(WTNH) -- You've heard it from News 8 and consumer experts frequently -- if something seems to good to be true, it probably is. That's certainly true when it comes to home improvement repair scams.
The website Scambusters.org lists a few of what it calls the most common home improvement scams, including the "Special Deal, Today Only" scam.
Says Scambusters; "Beware of a contractor who says he is just passing through the neighborhood, has materials left over from another job or wants his payment up front. These kinds of "repair" artists show up in droves after storms or other disasters that have damaged homes...
"Sometimes they talk a homeowner into unnecessary repairs. Or worse, if allowed to enter the home, some will create more damage so they can repair this as well!"

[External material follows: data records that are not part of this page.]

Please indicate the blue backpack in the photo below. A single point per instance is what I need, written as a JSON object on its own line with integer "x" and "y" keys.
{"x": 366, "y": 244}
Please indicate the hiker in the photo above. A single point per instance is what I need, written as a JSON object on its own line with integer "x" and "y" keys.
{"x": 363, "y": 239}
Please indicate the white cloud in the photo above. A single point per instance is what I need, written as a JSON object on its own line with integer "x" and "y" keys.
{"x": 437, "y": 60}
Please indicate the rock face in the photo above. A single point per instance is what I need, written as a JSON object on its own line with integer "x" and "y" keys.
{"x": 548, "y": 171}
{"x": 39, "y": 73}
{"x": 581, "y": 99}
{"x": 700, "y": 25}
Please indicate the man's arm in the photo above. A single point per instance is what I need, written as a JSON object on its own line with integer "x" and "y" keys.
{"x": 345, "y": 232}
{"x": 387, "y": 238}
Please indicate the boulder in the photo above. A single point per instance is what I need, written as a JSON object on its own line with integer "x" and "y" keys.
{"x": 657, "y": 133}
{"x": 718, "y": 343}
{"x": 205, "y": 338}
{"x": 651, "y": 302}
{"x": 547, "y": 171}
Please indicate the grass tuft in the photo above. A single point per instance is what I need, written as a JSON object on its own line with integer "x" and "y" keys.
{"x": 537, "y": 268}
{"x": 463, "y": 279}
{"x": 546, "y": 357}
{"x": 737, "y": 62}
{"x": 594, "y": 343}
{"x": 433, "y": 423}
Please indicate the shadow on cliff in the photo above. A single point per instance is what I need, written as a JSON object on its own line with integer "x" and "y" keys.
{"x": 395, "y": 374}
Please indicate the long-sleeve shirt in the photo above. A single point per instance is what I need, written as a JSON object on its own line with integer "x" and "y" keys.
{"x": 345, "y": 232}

Other 'common schemes used to make a quick buck' include:
- Driveway Sealant
- Chimney Repair
- Hot Tar Roofing
- Duct Cleaning
Click on http://www.scambusters.org/homeimprovement.html for the full explanation and Scambusters' recommendations.
Another common scam involves chimney cleaning. The Connecticut Department of Consumer Protection issued an advisory on that back in the spring of 2010. "While chimney sweeping is not considered home improvement, the chimney sweep may find problems needing repair. Chimney repairs are home improvement, and anyone offering to perform chimney repair or replacement must have a Connecticut home improvement registration." Read more here.
The Better Business Bureau also warns against dealing with someone who says they have materials left over from another job. "This is a common ploy of fly-by-night operators or handymen who are based out-of-state and use their pick-up trucks as their place of business," the BBB says. Read more here
According to the Federal Trade Commission , home and business owners who truly need to hire a contractor should:
- Ask for copies of the contractor's general liability and worker's compensation insurance.
- Check the contractor's identification and references.
- Avoid paying more than the minimum in advance.
- Deal with reputable people in their communities.
- Call local law enforcement and the Better Business Bureau if you suspect a con.
If you want to know if a Connecticut contractor has a license, go to the Connecticut eLicense website at www.elicense.ct.gov and search by a contractor's name or look up a license number.